Como cabeça do Opus Dei e como sacerdote, Escrivá teve muito cuidado em não manifestar as suas opiniões no campo político. Nos anos imediatamente posteriores à Guerra Civil, quando o hino nacional soava nas cerimónias oficiais, quase toda a gente – também muitos bispos e sacerdotes – saudava com o braço erguido, de acordo com o uso adoptado pela Falange e pelo regime de Franco. Escrivá nunca o fez, não tanto para demonstrar a sua oposição, mas para não se identificar com nenhum partido político. Deste modo, conseguiu não influenciar os membros da Obra, nem afastar ninguém da direcção espiritual devido às opiniões que assumiam nesses campos.
Além disso, Escrivá não duvidou em acompanhar os que tinham posições contrárias ao regime ou eram consideradas impopulares. A viúva de uma pessoa que esteve na prisão por suspeita de pertencer à maçonaria, escreveu ao fundador do Opus Dei agradecendo a amizade e a atenção dadas a seu marido, nos momentos em que ninguém, nem sequer os mais íntimos, se atreviam a manifestar-lhes afecto.
Este respeito pela liberdade, caiu mal nos ambientes falangistas, que consideravam qualquer grupo que não estivesse sob o seu controlo directo, como ameaça às suas aspirações. Assim, a revista “¿Qué pasa?” e outras publicações falangistas, publicaram ataques muito duros contra a Obra e o seu Fundador, permitidos pelos censores oficiais do regime.
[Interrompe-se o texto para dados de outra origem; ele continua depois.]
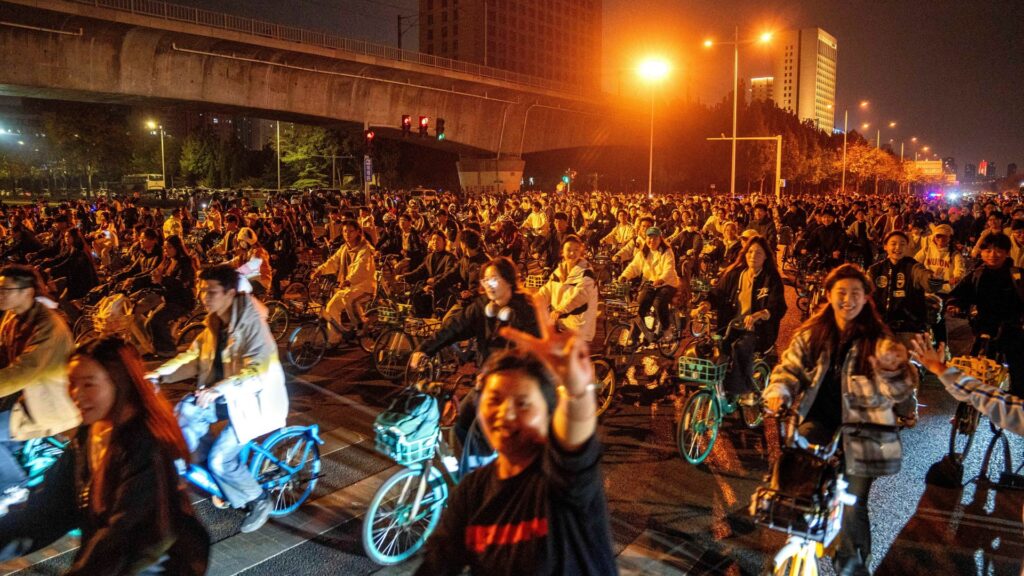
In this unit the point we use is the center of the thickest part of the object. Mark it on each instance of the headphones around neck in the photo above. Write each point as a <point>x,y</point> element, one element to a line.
<point>504,314</point>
Certo dia, alguém que trabalhava na Secretaria-Geral da Falange, entregou a Frei José López Ortiz, frade agostinho, muito amigo de Escrivá, uma investigação sobre a “organização secreta Opus Dei” feita pelo serviço de informação da Falange. Além de referir-se ao Opus Dei como uma organização clandestina, atacavam-no pela sua internacionalização, a sua oposição à nação e ao regime, e o seu suposto anti-patriotismo. Também acusava a Obra de se opor à Falange e de secretamente conspirar para controlar as universidades. Frei José, que descreveu o documento como uma calúnia atroz, não pôde conter as lágrimas ao contá-lo ao Fundador. Para seu grande espanto, Escrivá olhou para ele sorrindo e disse: “Não te preocupes, Pepe, porque tudo o que aqui dizem, graças a Deus, é falso, mas se me conhecessem melhor poderiam afirmar, com verdade, coisas muito piores, porque eu não sou mais que um pobre pecador que ama com loucura a Jesus Cristo”. Em vez de rasgar o documento, Escrivá entregou-o a Frei José para que o devolvesse ao seu amigo e não viesse a ter problemas mais tarde”.
— COVERDALE, J. F., Uncommon Faith: The Early Years of Opus Dei, 1928-1943, Scepter, New York 2002.
O documento referido no último parágrafo foi publicado por RODRÍGUEZ JIMÉNEZ, J. L., em Historia de Falange Española de las JONS, Alianza Editorial, Madrid 2000: "Informe Confidencial sobre la Organización Secreta Opus Dei", elaborado pela Delegação de Informação da Falange.
REDONDO, Gonzalo, La configuración del Estado español, nacional y católico (1939-1947) Eunsa, 1999.